Namun ketika Nathan dan Lucas mulai memanggilnya Mama, rahasia keluarga Wijaya perlahan terbuka. Pernikahan tanpa cinta berubah menjadi perjuangan melawan masa lalu, fitnah, dan keluarga besar yang ingin memisahkan mereka.
Bisakah Karina menjadi Mama yang mereka butuhkan sebelum takdir menyeretnya pergi?
Karya ini diterbitkan atas izin NovelToon Nilam, isi konten hanyalah pandangan pribadi pembuatnya, tidak mewakili NovelToon sendiri
Episode 8
Bab 8
Guru yang Tak Bisa Dipercaya
Tok. Tok.
Ketukan terdengar lagi.
Karina memberi isyarat agar kedua anak tetap di belakangnya. Ia memindahkan cangkir enamel dari dekat tangan agar tidak tersenggol, lalu bangkit tanpa menyalakan lampu lebih terang.
"Siapa?"
"Saya, Pak Hendi. Maaf datang malam-malam."

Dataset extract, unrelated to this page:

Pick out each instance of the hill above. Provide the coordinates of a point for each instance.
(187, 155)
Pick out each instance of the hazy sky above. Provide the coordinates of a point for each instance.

Nathan langsung berdiri. Ia tidak meraih sapu, tetapi bergerak ke sisi Karina dan mencengkeram ujung bajunya. Lucas ikut mendekat, berlindung di belakang kakaknya.
Karina menatap reaksi itu sebelum membuka pintu hanya selebar satu lengan.
Seorang laki-laki berusia sekitar tiga puluhan berdiri di luar. Kemejanya disetrika rapi, berbeda dari pakaian kerja kebanyakan warga. Rambutnya disisir ke samping. Senyum yang dipasang di wajahnya terlihat hangat, tetapi pandangannya bergerak cepat melewati bahu Karina, memeriksa isi rumah.
"Ada perlu apa, Pak?"
"Cuma mau lihat keadaan Bu Karina." Pak Hendi tertawa kecil. "Saya dengar beberapa hari ini banyak kejadian. Katanya Ibu sakit, lalu mendadak sibuk mengurus anak-anak. Saya khawatir."
"Saya baik-baik saja."
"Syukurlah. Dulu saya juga sering membantu, kan? Waktu baru tinggal di sini, Ibu bilang sangat berterima kasih karena saya mau mengurus banyak hal."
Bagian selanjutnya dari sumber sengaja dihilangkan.